The hardline al Qaida offshoot Islamic State has destroyed several Sufi Muslim shrines and tombs in the eastern Syrian province of Deir al-Zor, a monitoring group said on Saturday.
The Sunni Muslim group, which enforces a strict interpretation of Islamic law in territories under its control in Iraq and Syria, has destroyed dozens of shrines, tombs and Shi'ite Muslim mosques.
Sites affiliated with the Sufi sect, a mystical school of Islam opposed by puritanical Salafists from which Islamic State draws its members, have been among the group's main targets.
The Britain-based Syrian Observatory for Human Rights said the latest destruction included two shrines and two tombs devoted to Sufi sheikhs, all in Deir al-Zor province, which is almost entirely controlled by Islamic State militants.
The Observatory, which monitors Syria's conflict through a network of sources in the country, also said at least eight Islamic State fighters were killed and more than 40 wounded in Syrian government air strikes targeting a training camp west of Deir al-Zor city.

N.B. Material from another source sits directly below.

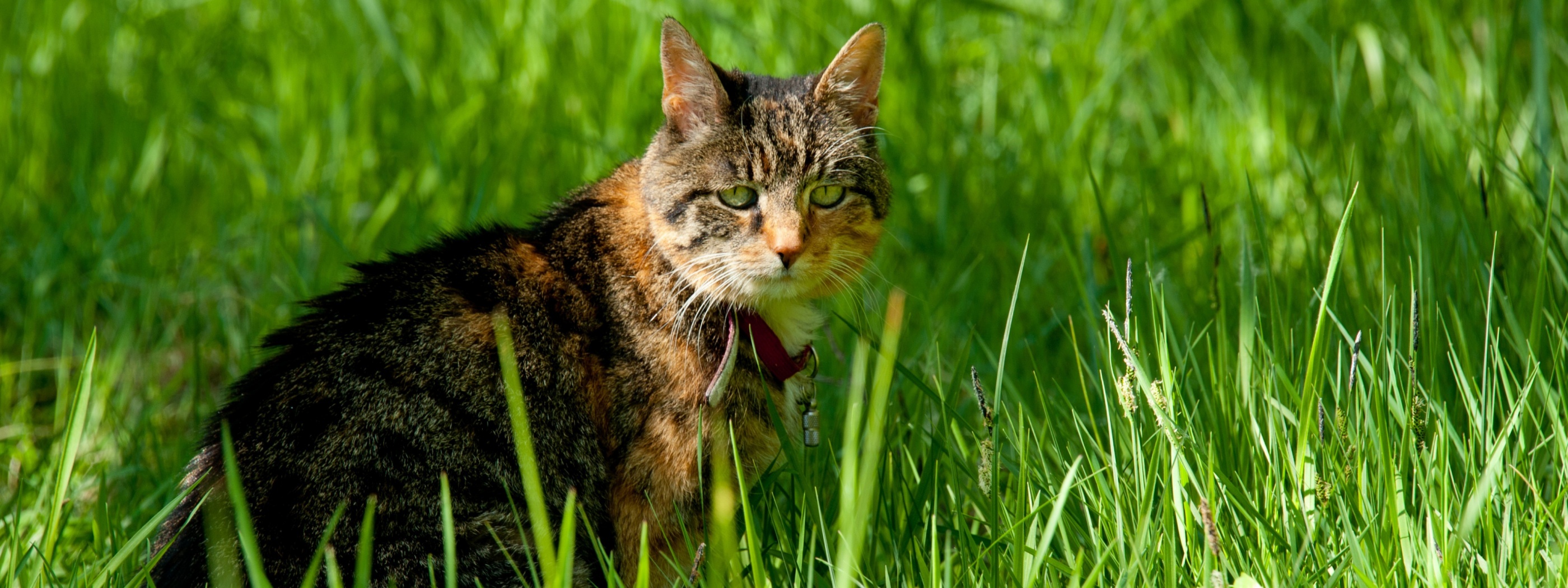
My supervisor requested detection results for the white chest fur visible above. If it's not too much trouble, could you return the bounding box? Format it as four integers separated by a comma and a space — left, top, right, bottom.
757, 300, 823, 357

The United States has been carrying out air strikes against Islamic State in neighboring Iraq and U.S. President Barack Obama this week raised the prospect of also striking the group in Syria.
In March, Islamic State militants bombed the mosque of Ammar bin Yassir and Oweis al-Qarni, once a destination for Shi'ite pilgrims from Iran, Lebanon and Iraq in the eastern city of Raqqa, which is under the group's control.
They have also destroyed sites in the Iraqi city of Mosul, including statues of cultural icons and the tomb of a medieval philosopher.